Whilst listening to the beautifully soaring fiddle of Tom Moore, I couldn’t help thinking that this album reminded me of nothing else more than Chaos Theory. Whilst the album can sound in parts like a brilliantly crowded, out of control festival, under the surface it becomes clear that these musicians are incredibly skilled and that each song is crafted minutely, giving the impression of ease whilst simultaneously displaying great complexity. This comes as no surprise from Moore Moss Rutter, a group that has been a rising star on the folk scene since they won the 2011 BBC Radio 2 Young Folk Award. Their subtle mix of modern, electro-acoustic elements and traditional styles to create an intoxicating take on many old folk tunes makes for compelling listening: for example, the group’s innovative interpretation of the tune ‘Jenny Pluck Pears’, from Playford’s ‘English Dancing Master’ of 1653, is a haunting, ghostly waltz-like piece that seems to hang in the air long after the music is finished.
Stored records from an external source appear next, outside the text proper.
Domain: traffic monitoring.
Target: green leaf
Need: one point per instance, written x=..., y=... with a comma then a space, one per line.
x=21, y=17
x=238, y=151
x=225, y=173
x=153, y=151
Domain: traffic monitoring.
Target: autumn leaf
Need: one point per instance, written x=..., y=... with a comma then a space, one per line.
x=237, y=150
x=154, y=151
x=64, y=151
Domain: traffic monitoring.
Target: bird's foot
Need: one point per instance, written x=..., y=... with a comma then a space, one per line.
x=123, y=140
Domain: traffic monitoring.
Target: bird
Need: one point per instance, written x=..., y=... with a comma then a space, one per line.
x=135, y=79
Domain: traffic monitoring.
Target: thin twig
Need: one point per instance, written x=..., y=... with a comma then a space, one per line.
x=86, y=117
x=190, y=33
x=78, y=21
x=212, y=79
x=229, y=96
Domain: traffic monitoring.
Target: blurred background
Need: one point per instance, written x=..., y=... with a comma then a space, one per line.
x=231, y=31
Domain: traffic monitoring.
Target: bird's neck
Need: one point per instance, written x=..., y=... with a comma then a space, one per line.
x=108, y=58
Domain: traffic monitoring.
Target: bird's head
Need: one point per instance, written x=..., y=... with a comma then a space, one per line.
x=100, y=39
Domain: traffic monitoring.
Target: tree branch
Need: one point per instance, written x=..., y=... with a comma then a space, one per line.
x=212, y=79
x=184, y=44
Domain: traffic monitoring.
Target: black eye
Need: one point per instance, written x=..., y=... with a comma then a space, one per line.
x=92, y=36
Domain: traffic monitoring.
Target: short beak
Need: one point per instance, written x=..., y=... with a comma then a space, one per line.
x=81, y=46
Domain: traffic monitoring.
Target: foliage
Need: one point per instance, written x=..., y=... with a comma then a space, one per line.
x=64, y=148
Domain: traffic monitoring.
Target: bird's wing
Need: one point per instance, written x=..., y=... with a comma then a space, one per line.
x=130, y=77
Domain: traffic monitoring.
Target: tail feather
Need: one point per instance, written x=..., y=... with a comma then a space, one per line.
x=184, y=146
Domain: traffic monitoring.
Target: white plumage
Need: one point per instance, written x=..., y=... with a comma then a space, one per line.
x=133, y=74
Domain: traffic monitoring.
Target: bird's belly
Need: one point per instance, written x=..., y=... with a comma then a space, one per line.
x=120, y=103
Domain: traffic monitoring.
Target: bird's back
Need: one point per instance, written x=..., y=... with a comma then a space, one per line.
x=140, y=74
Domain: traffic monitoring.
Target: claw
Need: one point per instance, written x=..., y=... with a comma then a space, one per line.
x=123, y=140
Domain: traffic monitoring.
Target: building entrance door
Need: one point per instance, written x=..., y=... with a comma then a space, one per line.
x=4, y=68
The gorgeous simplicity of the two-tone album cover and the album’s very name counterpoint the complexity of the group’s performance, and I find myself being immensely impressed with the unity and balance the music displays between the three members. Each instrument is allowed an equal space to weave its magic, making it all the more stunning when they all come together again to form a strong wave of sound. This is accompanied on some tracks by singing, an element that brings stories to life in the music- in ‘Wait for the Wagon’ Jack Rutter’s rough, honest voice, gives the American song a time-worn air that fits in well with the other tunes in the album. Indeed, there are so many fascinating aspects and depths of Moore Moss Rutter’s album that one can’t help just playing it again… and again… and again.